The missing piece of the puzzle was trying to differentiate between small variations in the current passing through a memristor device. While neuromorphic computing easily aligns with the analogue nature of memristors, they were not precise enough for numerical calculations in ordinary computers.
According to their study on memristor-based partial equations, Lu and his colleagues made the breakthrough by digitising the outputs and defining the ranges a bit values. This has allowed them to map large mathematical problems into smaller blocks within the array, driving both efficiency and flexibility.
Potential Electronics Applications
The combination of memory and resistor can be programmed to store information as resistance levels. The result is that memory and processing can take place in the same device, removing the data transfer bottleneck that takes place in conventional computers.
The potential of the programmable memristor computer could enable many advances in electrical engineering:
Machine learning models: As models get larger, on-chip memory becomes a problem, while off-chip data retrieval takes significant time and energy. Being able to do the computing in-memory, with variable resistance acting as information storage, could be a real game-changer.
Device technologies: As devices become smaller, from smartphones to sensors, the challenge of meeting expectations grows. The power consumption needed for AI applications can be too great, however, on-chip computing could change all of this. The technology could also create far more efficient supercomputers.
Response times: Delivering on the expectation of instantaneous response requires serious computing power, without the need to transfer data, speed increases drastically.
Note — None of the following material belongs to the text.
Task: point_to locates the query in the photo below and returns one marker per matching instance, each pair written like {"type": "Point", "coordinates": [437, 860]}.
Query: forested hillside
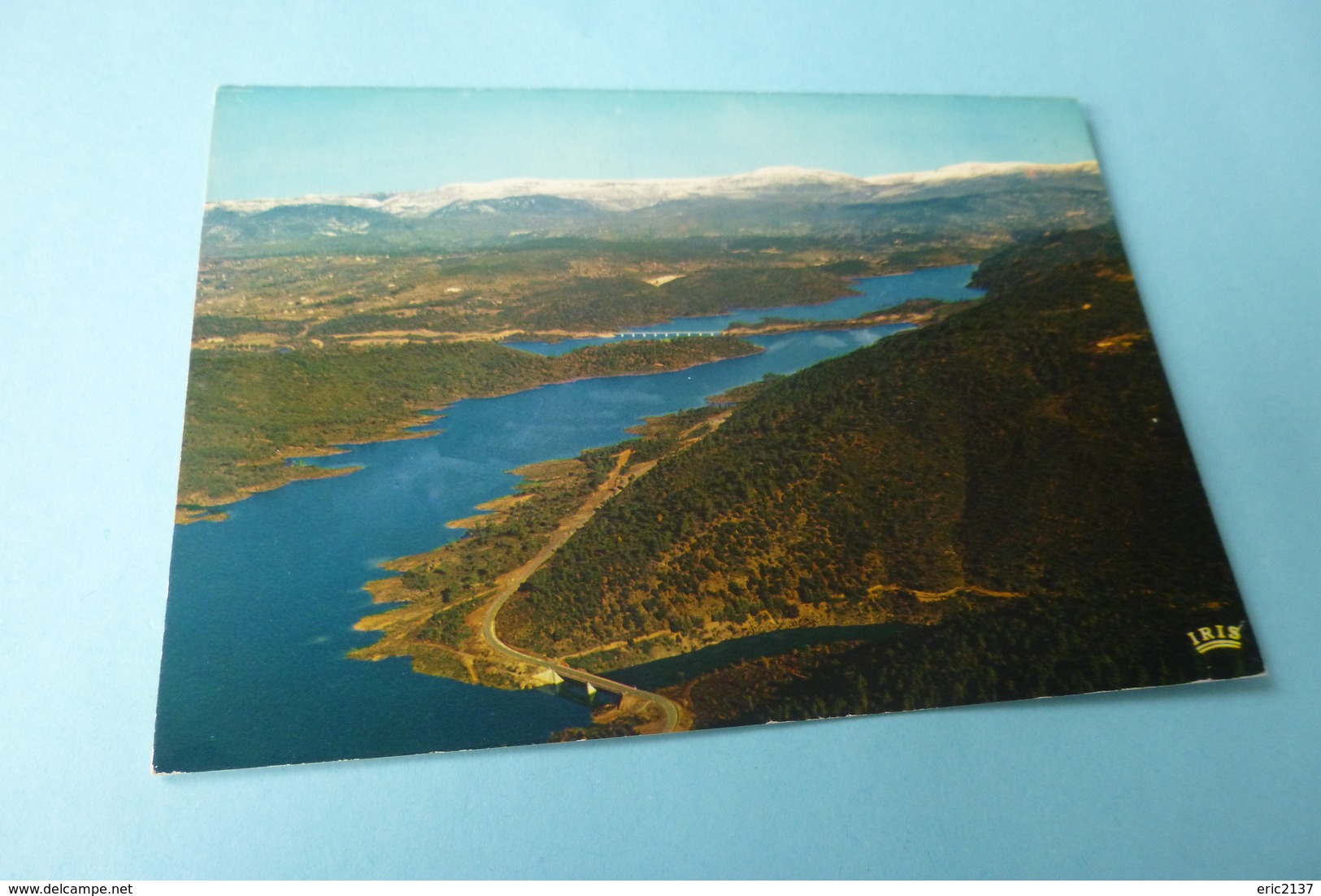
{"type": "Point", "coordinates": [1019, 454]}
The potential for programmers to run machine learning algorithms, dealing with vast amounts of data for identification and prediction, away from a computer’s central processor is huge.
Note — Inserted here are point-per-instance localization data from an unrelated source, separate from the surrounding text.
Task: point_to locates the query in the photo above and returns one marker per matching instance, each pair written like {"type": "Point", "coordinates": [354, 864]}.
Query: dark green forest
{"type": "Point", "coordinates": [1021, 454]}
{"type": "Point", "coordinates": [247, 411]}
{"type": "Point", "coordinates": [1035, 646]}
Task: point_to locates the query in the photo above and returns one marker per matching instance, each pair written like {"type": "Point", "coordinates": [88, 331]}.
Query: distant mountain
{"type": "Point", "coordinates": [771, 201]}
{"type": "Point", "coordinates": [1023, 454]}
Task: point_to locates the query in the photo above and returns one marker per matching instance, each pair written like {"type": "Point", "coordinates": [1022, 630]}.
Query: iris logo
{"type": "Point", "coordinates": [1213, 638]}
Currently, programmers prefer to use graphical processing units (GPU), as they have thousands of small cores running calculations simultaneously. If memristors can do their own calculations, thousands of operations within a core could run at once, resulting in faster and more secure results. Where GPUs offer an increase in speed of 10-100 times, memristor AI processors could be a further 10-100 times quicker.
As well as its machine learning applications, the computer would also suit any task requiring matrix-based operations. An example is solving partial equations, such as complicated forms and multiple variables needed to model physical phenomena. With large matrices of data, the memory-processor communication process can create a real lag. The memristor array used within a programmable computer solves this problem. Lu’s experimental-scale computer used around 6,000 memristors. In commercial design, there could be millions, offering enormous potential.
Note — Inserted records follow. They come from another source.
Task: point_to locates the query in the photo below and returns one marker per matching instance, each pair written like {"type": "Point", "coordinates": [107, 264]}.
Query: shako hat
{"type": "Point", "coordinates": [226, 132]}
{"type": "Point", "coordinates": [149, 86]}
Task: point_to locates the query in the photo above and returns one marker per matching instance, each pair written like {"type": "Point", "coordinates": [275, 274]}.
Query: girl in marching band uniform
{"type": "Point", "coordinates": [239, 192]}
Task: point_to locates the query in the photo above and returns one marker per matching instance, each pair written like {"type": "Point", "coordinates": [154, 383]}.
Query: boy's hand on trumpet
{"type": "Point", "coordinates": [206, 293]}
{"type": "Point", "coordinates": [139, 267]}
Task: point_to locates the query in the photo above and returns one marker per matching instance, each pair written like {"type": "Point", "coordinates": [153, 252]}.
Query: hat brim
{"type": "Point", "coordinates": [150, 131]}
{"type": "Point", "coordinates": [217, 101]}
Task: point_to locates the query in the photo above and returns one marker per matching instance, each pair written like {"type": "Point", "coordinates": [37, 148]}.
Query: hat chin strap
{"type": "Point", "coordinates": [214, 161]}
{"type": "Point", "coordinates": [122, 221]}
Are Memristors the Future of Electronics Design?
Memristor technology could very well revolutionise computing in the coming years. With data fed through the array, mathematical processing occurs through natural resistances without needing to move vectors. The potential for an increase in the speed of machine learning is undeniable.
While a research field that is still in progress, this could lead to engineering applications in supercomputing, image processing, computer vision, intelligent control and robotics.
With the prolific growth in Internet of Things (IoT) devices, there is set to be an unprecedented amount of data that will need processing. Programmable memristor computers could very well be the key to enabling technology that is highly configurable, scalable and energy-efficient.
Lu is due to release the next version of the chip next year and is planning to use multiple arrays to demonstrate how larger networks can be developed. The next chip will be faster and more efficient and the race for the AI applications if firmly underway.